Dans cet article, nous allons essayer de connaître les raisons de cette incompréhension avant de montrer la compatibilité entre la morale chrétienne et l’Évangile...

Une vision biaisée de l’Évangile

La première cause tient très probablement dans une vision tronquée de l’Évangile. Nous préférons en effet retenir les béatitudes du « sermon sur la montagne » que les malédictions que profère également Notre Seigneur Jésus-Christ. Nous aimons garder en mémoire ses paroles de joie et d’espérance qu’Il adresse à la foule et abandonner les anathèmes qu’Il lance aux scribes et aux pharisiens. Mais pensons-nous vraiment que ces imprécations terribles sont ensevelies dans les ruines du Temple ?

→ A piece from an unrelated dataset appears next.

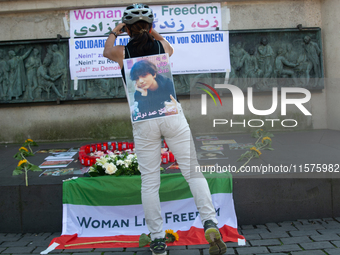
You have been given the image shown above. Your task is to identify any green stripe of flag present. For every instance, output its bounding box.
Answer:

Le Bon Samaritain[1] est un modèle admirable qui fait l’unanimité des hommes de bonne volonté. Nous voulons le suivre en raison de la charité qu’il montre à l’égard d’un homme laissé à moitié mort sur le chemin. Nous rejetons sans difficulté l’attitude déplorable du prêtre et du lévite. De même, nous admirons le publicain qui, au fond du Temple, conscient de sa misère, élève son âme vers Dieu alors que devant lui, au premier rang, prostré dans son orgueil, un pharisien est plein de lui-même. Dans ces deux paraboles, Notre Seigneur Jésus-Christ décrit deux comportements, l’un louable et à imiter, l’autre condamnable. Ce n’est pas seulement un effet de style qui met en lumière une belle leçon par le contraste évident des personnages. La leçon que Notre Seigneur Jésus-Christ nous livre ne se réduit pas non plus à un message positif, au bon samaritain ou à l’humble publicain. Les deux modèles qu’Il nous dessine nous intéresse aussi dans sa totalité. Ils traversent les siècles et nous interpellent encore. Nombreux sont en effet ceux qui sont proches des blessés de ce monde ou en sont indifférents, ceux qui sont conscients de leur misère et ceux qui sont emplis d’eux-mêmes. Et parfois, nous sommes aussi l’un et l’autre …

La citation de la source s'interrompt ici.